Es gibt ja vieles in unserer Gesellschaft was ich nicht so wirklich nachvollziehen kann – ein Junggesellen-Abschied gehört dazu!

Für mich ist so ein Junggesellen-Abschied neudeutsch: JGA irgendwie die niedrigste Form des Auslebens seiner Triebe… Da werden dann irgendwelche Freunde und Freundesfreunde genötigt ein Zusammengehörigkeitsgefühl dahingehend zu stimulieren indem man an einem bestimmten Tag mit identischen T-Shirts johlend durch eine Stadt zieht und vermeintlich das tut was man entweder noch nie, oder aber nach der Heirat bestimmt nie tun wird. Ist das der Sinn am, wie es so schön heißt:

Letzten Tag in Freiheit?

Bei Jungs und Mädels laufen solche Junggesellen-Abschiede eigentlich gleich ab – der Tag wird so lange mit viel Alkohol begossen bis man schließlich und schlußendlich in irgendeinem Table-Dance-Laden den unvermeidlich Höhepunkt in Form eines Strippers bzw. einer Stripperin feierlich „erhält“. Vorher hat man sich mit allerlei Lächerlichkeiten zur Schau gestellt, musste irgendwelche Challenges bestehen und obwohl der Alkoholpegel schon jenseits der 1-Promille-Grenze ist, versuchen immer schön artig zu sein und alles über sich ergehen zu lassen – natürlich auch dann wenn die Stripperin oder der Stripper als absoluten „Höhepunkt“ mit Eiswürfeln oder Sahne versucht noch das letzte Stück Würde aus dem Heiratswilligen zu bekommen – und komischerweise sehen fast alle Junggesellen-Abschiede so aus…

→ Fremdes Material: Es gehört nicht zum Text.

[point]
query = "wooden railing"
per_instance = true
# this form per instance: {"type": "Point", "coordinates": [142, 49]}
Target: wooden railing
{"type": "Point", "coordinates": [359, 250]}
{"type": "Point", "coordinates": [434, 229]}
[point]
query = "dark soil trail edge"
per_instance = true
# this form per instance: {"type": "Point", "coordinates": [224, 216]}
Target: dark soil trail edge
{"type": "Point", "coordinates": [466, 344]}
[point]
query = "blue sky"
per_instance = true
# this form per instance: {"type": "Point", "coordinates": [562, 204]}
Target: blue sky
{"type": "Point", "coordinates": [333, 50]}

Ich kann schon verstehen wenn mittlerweile diese gröhlenden Menschen in vielen Lokalen nicht mehr gern gesehen sind und erste Wirte – wie im Augustiner Keller von München – den Junggesellen-Abschieden gänzlich Hausverbot erteilen…

Ich versteh den Sinn und Zweck eines Junggesellen-Abschieds nicht?

Wenn ich mit meinen Jungs mal richtig Gas geben will, einen Herrenausflug mit reichlich Bier, schmutzigen Witzen und ner Stripperin, dann mach ich das einfach – dafür brauch ich weder ein gemeinsames T-Shirt, noch einen „Grund“. Historisch gesehen wird dieser Herrenausflug auch heute noch als „Vatertag“ getarnt – und Scharen von Männern ziehen gröhlend durch die Stadt… – also im Prinzip auch nichts anderes wie ein Junggesellen-Abschied…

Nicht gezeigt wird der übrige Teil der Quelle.